Io vi mando un presente, il quale se non corrisponde agli obblighi che io ho con voi, è tale senza dubbio, quale ha potuto Niccolò Machiavelli mandarvi maggiore. Perchè in quello io ho espresso quanto io so, e quanto io ho imparato per una lunga pratica e continua lezione delle cose del mondo. E non potendo nè voi nè altri desiderare da me più, non vi potete dolere se io non vi ho donato più. Bene vi può increscere della povertà dello ingegno mio, quando siano queste mie narrazioni povere ; e della fallacia del giudizio, quando io in molte parti discorrendo m'inganni. Il che essendo, non so quale di noi si abbia ad esser meno obbligato all'altro, o io a voi che mi avete forzato a scrivere quello ch'io mai per me medesimo non arei scritto, o voi a me, quando scrivendo non v'abbia soddisfatto. Pigliate adunque questo in quel modo che si pigliano tutte le cose degli amici, dove si considera più sempre l'intenzione di chi manda, che la qualità della cosa che è mandata.
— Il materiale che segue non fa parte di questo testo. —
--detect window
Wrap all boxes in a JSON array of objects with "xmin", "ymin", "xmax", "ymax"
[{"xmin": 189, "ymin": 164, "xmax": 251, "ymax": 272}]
E crediate che in questo io ho una satisfazione, quando io penso che sebbene io mi fussi ingannato in molte sue circostanze, in questa sola so ch'io non ho preso errore, d'avere eletto voi, ai quali sopra tutti gli altri questi miei Discorsi indirizzi; sì perchè facendo questo, mi pare aver mostro qualche gratitudine de' beneficj ricevuti, sì perchè e' mi pare esser uscito fuora dell'uso comune di coloro che scrivono, i quali sogliono sempre le loro opere a qualche principe indirizzare, e accecati dall'ambizione e dall'avarizia laudano quello di tutte le virtuose qualitadi, quando di ogni vituperevole parte dovrebbono biasimarlo. Onde io per non incorrere in questo errore ho eletti, non quelli che sono principi, ma quelli che per le infinite buone parti loro meriterebbono d'essere; nè quelli che potrebbono di gradi, di onori e di ricchezze riempiermi, ma quelli che non potendo vorrebbero farlo. Perchè gli uomini, volendo giudicare dirittamente, hanno a stimare quelli che sono, non quelli che possono essere liberali; e così quelli che sanno, non quelli che senza sapere possono governare un regno. E gli scrittori laudano più Ierone Siracusano quando egli era privato, che Perse Ma

cedone quando egli era re; perchè a Ierone a esser principe non mancava altro che il principato, quell' altro non aveva parte alcuna di re altro che il regno. Godetevi pertanto quel bene o quel male che voi medesimi avete voluto; e se voi starete in quest' errore, che queste mie opinioni vi siano grate, non mancherò di seguire il resto della istoria, secondo che nel principio vi promisi. Valete.

PROEMIO.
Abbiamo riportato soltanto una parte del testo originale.